Dans une décision rendue mercredi, la cour indique que le travail réalisé chez Postes Canada par l'arbitre choisi, Guy Dufort, ainsi que son passé en tant que candidat conservateur au Québec soulèvent des doutes sur son impartialité.

«En raison du contexte particulier des relations de travail et des circonstances dues à l'imposition de la loi spéciale, la Cour conclut que toute personne raisonnable pourrait soupçonner un parti pris de la part de l'arbitre Guy Dufort», lit-on dans un résumé de la décision.

La ministre du Travail, Lisa Raitt, avait désigné M. Dufort comme arbitre après que le juge à la retraite Coulter Osborne eut été contraint de quitter cette fonction en raison d'inquiétudes liées à son incapacité à s'exprimer dans les deux langues officielles.

Bien que M. Dufort figurait sur la liste proposée par le Syndicat des travailleurs et travailleuses des postes, le STTP a ensuite indiqué qu'il ne connaissait pas l'ampleur des liens entre l'arbitre, le Parti conservateur et Postes Canada.
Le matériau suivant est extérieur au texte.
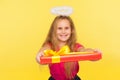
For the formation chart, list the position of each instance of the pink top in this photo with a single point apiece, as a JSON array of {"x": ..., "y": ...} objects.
[{"x": 57, "y": 70}]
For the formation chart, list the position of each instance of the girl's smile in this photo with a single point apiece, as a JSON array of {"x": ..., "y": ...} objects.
[{"x": 63, "y": 30}]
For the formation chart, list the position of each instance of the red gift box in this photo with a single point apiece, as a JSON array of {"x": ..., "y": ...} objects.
[{"x": 75, "y": 56}]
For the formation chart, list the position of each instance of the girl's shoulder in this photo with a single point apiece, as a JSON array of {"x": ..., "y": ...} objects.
[{"x": 78, "y": 46}]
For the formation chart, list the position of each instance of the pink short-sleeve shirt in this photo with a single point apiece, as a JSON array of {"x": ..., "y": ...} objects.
[{"x": 57, "y": 70}]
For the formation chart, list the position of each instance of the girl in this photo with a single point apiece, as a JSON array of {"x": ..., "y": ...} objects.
[{"x": 62, "y": 32}]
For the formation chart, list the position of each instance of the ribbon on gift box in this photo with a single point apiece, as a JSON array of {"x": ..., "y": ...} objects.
[{"x": 64, "y": 55}]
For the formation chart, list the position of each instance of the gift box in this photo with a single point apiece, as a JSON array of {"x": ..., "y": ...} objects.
[{"x": 74, "y": 56}]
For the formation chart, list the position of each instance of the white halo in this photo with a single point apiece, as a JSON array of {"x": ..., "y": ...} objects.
[{"x": 63, "y": 10}]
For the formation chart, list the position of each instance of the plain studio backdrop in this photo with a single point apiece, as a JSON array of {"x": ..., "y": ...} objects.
[{"x": 24, "y": 25}]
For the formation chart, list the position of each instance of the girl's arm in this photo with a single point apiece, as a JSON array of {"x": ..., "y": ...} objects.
[
  {"x": 82, "y": 49},
  {"x": 41, "y": 52}
]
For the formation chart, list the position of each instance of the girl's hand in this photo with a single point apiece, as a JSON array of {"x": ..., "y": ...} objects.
[{"x": 38, "y": 56}]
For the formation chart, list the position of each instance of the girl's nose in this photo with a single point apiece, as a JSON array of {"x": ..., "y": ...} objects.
[{"x": 63, "y": 30}]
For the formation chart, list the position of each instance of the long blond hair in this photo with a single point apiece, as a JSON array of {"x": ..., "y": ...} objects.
[{"x": 51, "y": 38}]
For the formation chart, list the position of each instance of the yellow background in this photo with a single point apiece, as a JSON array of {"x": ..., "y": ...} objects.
[{"x": 24, "y": 25}]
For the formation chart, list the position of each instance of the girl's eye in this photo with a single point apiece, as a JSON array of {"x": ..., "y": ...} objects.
[{"x": 59, "y": 28}]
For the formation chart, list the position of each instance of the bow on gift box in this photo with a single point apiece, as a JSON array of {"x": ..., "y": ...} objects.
[
  {"x": 64, "y": 55},
  {"x": 63, "y": 51}
]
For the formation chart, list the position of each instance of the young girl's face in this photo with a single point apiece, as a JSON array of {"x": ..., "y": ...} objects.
[{"x": 63, "y": 30}]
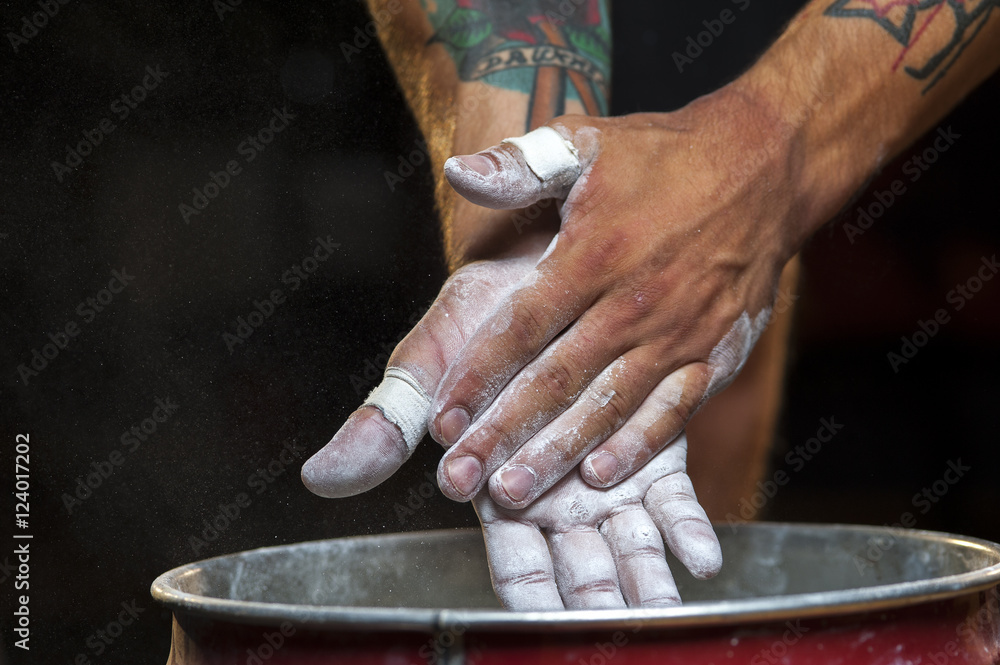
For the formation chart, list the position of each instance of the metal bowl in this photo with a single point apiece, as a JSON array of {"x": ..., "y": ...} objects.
[{"x": 788, "y": 593}]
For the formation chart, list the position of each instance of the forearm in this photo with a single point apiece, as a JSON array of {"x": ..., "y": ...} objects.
[
  {"x": 849, "y": 89},
  {"x": 479, "y": 73}
]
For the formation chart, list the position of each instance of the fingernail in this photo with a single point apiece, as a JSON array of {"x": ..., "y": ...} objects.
[
  {"x": 481, "y": 165},
  {"x": 604, "y": 466},
  {"x": 465, "y": 473},
  {"x": 453, "y": 425},
  {"x": 517, "y": 481}
]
Une fois mis au fait de ces liens, le syndicat a contesté cette nomination.

Le STTP soutient que dans la section «Activités et Intérêts» de la page Facebook de M. Dufort, se trouvent des liens vers des groupes conservateurs. M. Dufort a également été «ami» sur ce réseau social avec la ministre Raitt et le député conservateur Steven Fletcher, également ministre d'État responsable de Postes Canada. Les liens Web ont été retirés depuis.

«Le STTP a écrit à la ministre Raitt pour lui demander de nommer un médiateur qui facilitera le processus de négociation collective, plutôt que de nommer un autre 'ami' qui imposera aux parties le choix de l’offre finale (un arbitre), tel que le prescrit la loi spéciale de retour au travail, choix qui n’avantage qu’une seule des deux parties», indique le syndicat dans un communiqué.
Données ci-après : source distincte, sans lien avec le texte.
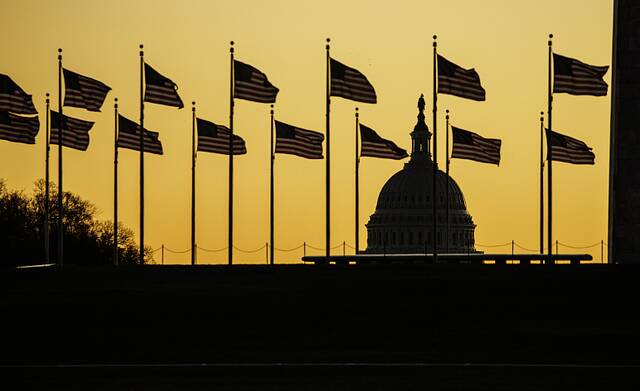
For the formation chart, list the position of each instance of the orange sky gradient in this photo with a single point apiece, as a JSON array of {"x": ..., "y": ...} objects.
[{"x": 188, "y": 41}]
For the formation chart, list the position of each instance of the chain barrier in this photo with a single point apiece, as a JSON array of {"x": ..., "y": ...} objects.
[
  {"x": 289, "y": 249},
  {"x": 250, "y": 251},
  {"x": 493, "y": 245},
  {"x": 344, "y": 244},
  {"x": 528, "y": 249},
  {"x": 579, "y": 247},
  {"x": 177, "y": 252},
  {"x": 212, "y": 251}
]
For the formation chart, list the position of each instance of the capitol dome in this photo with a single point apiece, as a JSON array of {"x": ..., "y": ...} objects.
[{"x": 403, "y": 220}]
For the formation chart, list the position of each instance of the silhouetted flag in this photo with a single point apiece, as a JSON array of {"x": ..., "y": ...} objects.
[
  {"x": 455, "y": 80},
  {"x": 569, "y": 150},
  {"x": 577, "y": 78},
  {"x": 293, "y": 140},
  {"x": 18, "y": 129},
  {"x": 215, "y": 139},
  {"x": 13, "y": 98},
  {"x": 75, "y": 132},
  {"x": 251, "y": 84},
  {"x": 350, "y": 84},
  {"x": 84, "y": 92},
  {"x": 375, "y": 146},
  {"x": 471, "y": 146},
  {"x": 129, "y": 137},
  {"x": 159, "y": 89}
]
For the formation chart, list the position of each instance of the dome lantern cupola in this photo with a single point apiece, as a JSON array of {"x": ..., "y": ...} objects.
[{"x": 421, "y": 136}]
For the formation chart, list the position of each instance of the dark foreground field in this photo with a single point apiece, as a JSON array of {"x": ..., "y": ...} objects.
[{"x": 480, "y": 327}]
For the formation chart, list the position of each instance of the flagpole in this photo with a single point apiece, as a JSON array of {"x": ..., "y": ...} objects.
[
  {"x": 60, "y": 147},
  {"x": 46, "y": 188},
  {"x": 193, "y": 183},
  {"x": 141, "y": 130},
  {"x": 115, "y": 183},
  {"x": 231, "y": 102},
  {"x": 447, "y": 188},
  {"x": 549, "y": 159},
  {"x": 357, "y": 161},
  {"x": 272, "y": 158},
  {"x": 435, "y": 150},
  {"x": 328, "y": 162},
  {"x": 541, "y": 183}
]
Le gouvernement dit explorer actuellement diverses solutions. Au cabinet de la ministre Raitt, les commentaires se sont faits plutôt rares, mercredi. «Notre gouvernement a agi et a adopté une loi afin de rétablir le service des postes pour les Canadiens. Nous avons agi dans le meilleur intérêt des Canadiens», indique un communiqué émis par le cabinet de la ministre.

«Le STTP avait lui-même inclus M. Dufort dans la liste d'arbitres potentiels qu'il a présentée en novembre 2011. Il ne serait pas approprié de commenter l'affaire à ce moment-ci, car nous sommes en train de revoir la décision.»
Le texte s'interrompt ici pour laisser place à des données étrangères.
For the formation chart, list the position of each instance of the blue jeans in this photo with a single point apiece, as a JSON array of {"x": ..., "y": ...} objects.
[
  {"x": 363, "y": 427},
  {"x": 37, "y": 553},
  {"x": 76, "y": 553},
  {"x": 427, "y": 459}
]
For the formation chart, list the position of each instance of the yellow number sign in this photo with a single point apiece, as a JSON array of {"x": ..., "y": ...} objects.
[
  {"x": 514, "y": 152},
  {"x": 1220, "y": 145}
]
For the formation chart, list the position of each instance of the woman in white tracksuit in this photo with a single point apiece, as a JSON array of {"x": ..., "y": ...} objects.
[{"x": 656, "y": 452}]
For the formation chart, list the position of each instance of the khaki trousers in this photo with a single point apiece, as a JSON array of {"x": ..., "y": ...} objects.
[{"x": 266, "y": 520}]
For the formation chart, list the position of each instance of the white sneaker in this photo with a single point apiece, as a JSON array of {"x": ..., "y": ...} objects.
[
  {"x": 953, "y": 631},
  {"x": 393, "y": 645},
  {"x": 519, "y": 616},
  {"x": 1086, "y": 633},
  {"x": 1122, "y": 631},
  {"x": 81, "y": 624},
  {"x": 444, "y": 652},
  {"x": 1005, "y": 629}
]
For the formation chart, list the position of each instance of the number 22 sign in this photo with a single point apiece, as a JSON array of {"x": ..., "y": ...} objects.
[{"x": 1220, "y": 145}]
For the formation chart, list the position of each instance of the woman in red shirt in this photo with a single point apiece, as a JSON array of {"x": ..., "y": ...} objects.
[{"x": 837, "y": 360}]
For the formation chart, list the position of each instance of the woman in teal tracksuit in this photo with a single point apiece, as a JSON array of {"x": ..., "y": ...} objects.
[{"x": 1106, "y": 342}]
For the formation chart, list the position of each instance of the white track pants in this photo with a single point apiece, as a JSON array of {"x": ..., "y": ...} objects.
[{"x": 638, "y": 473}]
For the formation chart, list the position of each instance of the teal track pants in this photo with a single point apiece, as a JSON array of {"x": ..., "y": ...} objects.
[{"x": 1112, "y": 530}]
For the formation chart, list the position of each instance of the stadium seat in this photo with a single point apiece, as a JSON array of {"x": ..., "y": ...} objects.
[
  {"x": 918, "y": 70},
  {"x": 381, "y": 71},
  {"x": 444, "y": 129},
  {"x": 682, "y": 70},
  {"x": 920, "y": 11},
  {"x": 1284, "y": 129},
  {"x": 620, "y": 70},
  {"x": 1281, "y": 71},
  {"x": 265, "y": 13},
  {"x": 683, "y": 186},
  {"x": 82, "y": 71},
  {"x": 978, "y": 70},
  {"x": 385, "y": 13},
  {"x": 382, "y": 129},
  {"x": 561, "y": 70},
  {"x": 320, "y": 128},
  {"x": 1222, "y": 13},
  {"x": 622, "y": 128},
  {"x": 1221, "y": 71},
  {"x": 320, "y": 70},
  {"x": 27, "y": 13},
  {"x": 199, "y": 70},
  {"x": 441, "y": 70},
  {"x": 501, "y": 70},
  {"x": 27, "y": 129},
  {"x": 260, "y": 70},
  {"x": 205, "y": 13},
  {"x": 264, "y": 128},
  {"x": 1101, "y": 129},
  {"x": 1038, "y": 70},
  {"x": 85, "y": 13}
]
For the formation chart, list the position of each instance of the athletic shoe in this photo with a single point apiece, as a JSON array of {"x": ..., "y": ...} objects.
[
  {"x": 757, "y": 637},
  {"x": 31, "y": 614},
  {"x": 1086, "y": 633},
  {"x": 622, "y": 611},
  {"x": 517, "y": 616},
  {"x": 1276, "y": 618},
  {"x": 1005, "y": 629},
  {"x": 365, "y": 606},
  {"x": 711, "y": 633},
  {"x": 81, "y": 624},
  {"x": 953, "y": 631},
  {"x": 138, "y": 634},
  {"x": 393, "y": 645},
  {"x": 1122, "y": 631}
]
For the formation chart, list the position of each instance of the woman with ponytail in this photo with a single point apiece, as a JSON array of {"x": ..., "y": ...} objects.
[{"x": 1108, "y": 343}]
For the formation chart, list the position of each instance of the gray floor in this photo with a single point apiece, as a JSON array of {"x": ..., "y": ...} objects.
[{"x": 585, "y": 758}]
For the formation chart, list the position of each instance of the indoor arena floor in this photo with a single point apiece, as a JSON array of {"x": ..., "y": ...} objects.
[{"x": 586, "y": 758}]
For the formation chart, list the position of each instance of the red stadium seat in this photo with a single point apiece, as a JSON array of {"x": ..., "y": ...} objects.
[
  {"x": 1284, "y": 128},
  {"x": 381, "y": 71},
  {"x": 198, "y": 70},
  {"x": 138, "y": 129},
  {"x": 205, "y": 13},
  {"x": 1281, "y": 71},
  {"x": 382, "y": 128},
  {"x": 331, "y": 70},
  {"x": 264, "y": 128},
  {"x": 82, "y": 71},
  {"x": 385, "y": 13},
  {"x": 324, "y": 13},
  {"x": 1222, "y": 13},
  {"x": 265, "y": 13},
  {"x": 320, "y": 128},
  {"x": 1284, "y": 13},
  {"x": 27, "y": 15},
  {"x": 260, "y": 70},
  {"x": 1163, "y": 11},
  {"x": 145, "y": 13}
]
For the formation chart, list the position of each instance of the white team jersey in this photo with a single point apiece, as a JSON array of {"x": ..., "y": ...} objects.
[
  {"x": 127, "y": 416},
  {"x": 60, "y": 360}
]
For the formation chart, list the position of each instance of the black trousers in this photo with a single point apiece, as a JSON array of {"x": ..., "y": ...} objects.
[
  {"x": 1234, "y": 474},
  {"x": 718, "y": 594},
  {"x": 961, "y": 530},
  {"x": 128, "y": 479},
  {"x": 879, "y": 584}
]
Postes Canada a estimé de son côté qu'il était crucial que les deux parties en viennent à une entente sous peu. «Il est impératif pour Postes Canada de conclure un accord avec le STTP, dans un contexte où le coût de la main-d'oeuvre ne cesse d'augmenter et que les volumes de courrier diminuent à une vitesse jamais observée», écrit un porte-parole de Postes Canada, Jon Hamilton, dans un courriel. «La décision (de la Cour fédérale) impose malheureusement un autre délai en vue de l'atteinte d'une nouvelle convention collective.»

Postes Canada avait mis en lock-out 50 000 de ses employés le 14 juin 2011, à la suite de plusieurs grèves tournantes déclenchées par les syndiqués du STTP. Le gouvernement Harper a ensuite adopté une loi spéciale de retour au travail, qui a aussi contraint les travailleurs de Postes Canada à accepter des salaires moins élevés que ceux contenus dans la dernière offre patronale.

La loi prévoyait aussi la nomination d'un arbitre qui doit trancher sur les clauses non salariales. Les séances d'arbitrage ont été suspendues en mai lorsque la Cour fédérale a accepté d'entendre la contestation de la nomination de Guy Dufort.